I received a call today from a client who needed remote assistance from a software company. It seems that the software company technician wanted my client to install TeamViewer so that they could log in remotely. The client was unable to do so, and called to ask me to do it. I told the client, as politely as I could manage, that the request was rather surprising, that I found it more than a bit offensive, and if the software company’s technician wanted TeamViewer on my client’s computer, they should find a way to facilitate this themselves.
So, what was wrong with this request? Simple: Contrary to what many people think, TeamViewer is NOT freeware. TeamViewer (the company) graciously permits free use of their remote access product for personal use only. They do not leave “personal use” to the imagination; they explain what personal use means as far as they are concerned, and provide concrete examples to illustrate it. Using TeamViewer to provide technical support to another company falls squarely into the category of business use, at least as far as TeamViewer (the company) is concerned. Business use requires a license, and TeamViewer licenses range in cost from about $700 to thousands of dollars, depending on a number of factors. I’m not going to try to argue that TeamViewer is inexpensive for this, that or the other. The fact is that many technicians find TeamViewer to be the very best remote access software available. TeamViewer (the company) knows this, and thus justifies the premium price. My business can’t afford that premium price, but I don’t use this to make an excuse for violating TeamViewer’s intellectual property rights. I simply license and use a less expensive remote access product.
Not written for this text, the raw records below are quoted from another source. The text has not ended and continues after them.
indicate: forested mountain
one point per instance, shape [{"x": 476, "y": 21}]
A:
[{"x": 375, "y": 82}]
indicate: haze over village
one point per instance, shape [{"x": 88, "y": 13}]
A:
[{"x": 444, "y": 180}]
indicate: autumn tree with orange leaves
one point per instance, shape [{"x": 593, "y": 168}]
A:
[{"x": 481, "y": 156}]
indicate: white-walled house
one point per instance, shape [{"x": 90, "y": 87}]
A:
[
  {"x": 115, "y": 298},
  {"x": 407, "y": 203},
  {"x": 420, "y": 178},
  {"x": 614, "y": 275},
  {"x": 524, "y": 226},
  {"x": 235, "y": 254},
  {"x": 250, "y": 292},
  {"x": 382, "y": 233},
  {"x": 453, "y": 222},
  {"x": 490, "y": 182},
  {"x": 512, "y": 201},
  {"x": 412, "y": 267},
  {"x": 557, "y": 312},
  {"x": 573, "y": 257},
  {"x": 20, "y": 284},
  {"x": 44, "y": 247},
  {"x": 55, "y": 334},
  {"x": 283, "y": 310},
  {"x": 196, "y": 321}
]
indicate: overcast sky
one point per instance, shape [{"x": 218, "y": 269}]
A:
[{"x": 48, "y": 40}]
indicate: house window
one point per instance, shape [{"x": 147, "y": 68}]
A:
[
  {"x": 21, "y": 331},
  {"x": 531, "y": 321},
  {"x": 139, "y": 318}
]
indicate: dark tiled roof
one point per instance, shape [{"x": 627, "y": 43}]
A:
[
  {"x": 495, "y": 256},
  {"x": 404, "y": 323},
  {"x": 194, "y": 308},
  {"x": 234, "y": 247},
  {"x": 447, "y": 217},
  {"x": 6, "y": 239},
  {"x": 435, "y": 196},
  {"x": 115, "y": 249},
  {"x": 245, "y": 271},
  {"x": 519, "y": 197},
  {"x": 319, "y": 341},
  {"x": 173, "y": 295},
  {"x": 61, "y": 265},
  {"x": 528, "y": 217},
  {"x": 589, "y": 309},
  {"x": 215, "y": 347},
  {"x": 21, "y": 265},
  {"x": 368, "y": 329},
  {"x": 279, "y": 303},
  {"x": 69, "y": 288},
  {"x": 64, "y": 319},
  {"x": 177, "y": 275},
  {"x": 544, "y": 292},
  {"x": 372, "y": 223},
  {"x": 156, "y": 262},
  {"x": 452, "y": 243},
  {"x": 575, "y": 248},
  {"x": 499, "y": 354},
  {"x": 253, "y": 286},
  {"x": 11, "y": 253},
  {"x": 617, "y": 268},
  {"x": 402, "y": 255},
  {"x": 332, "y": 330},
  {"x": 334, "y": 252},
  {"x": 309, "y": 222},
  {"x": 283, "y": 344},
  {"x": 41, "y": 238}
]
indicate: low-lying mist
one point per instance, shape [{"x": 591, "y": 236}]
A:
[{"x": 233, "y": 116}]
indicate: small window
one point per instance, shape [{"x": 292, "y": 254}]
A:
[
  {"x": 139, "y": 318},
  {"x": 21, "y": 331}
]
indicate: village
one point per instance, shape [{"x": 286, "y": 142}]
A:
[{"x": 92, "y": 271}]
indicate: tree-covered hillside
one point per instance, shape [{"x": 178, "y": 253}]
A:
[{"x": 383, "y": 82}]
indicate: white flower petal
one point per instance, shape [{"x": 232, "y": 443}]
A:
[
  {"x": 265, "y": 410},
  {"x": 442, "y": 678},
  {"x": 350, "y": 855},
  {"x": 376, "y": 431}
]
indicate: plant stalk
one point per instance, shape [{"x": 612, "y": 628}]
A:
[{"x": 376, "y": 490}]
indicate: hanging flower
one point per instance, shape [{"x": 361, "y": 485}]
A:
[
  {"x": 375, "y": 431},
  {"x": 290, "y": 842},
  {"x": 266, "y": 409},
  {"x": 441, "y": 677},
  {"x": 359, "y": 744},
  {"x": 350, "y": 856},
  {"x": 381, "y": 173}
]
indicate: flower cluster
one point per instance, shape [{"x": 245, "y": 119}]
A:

The reason I found the request offensive is because it told me three things about the software company (which, I happen to know, charges hefty licensing and maintenance fees for their own products): First, they’re too cheap to license remote access software that they need to provide support. (To reiterate: TeamViewer may be the best remote access softare, but it is not the only remote access software. There are cheaper, and even free, alternatives for those willing to open their eyes and look.) Second, they clearly know that providing TeamViewer to their customers without a proper license is against the law, because other companies that license TeamViewer appropriately have easy ways to distribute the TeamViewer host software to their customers, and this software company is not doing so. But what really made me angry was the third thing: while the software company knows that distributing TeamViewer without a business license to provide tech support is illegal, and therefore will not do so themselves, they are perfectly happy to ask other people to break the law for them!
If someone doesn’t agree with intellectual property laws and end user license agreements, or just doesn’t want to play by the rules for whatever reason, we can agree to disagree. It’s not my job to police such things. But at least he should have the guts to commit the violation himself. I draw the line when someone asks me to be a criminal for him.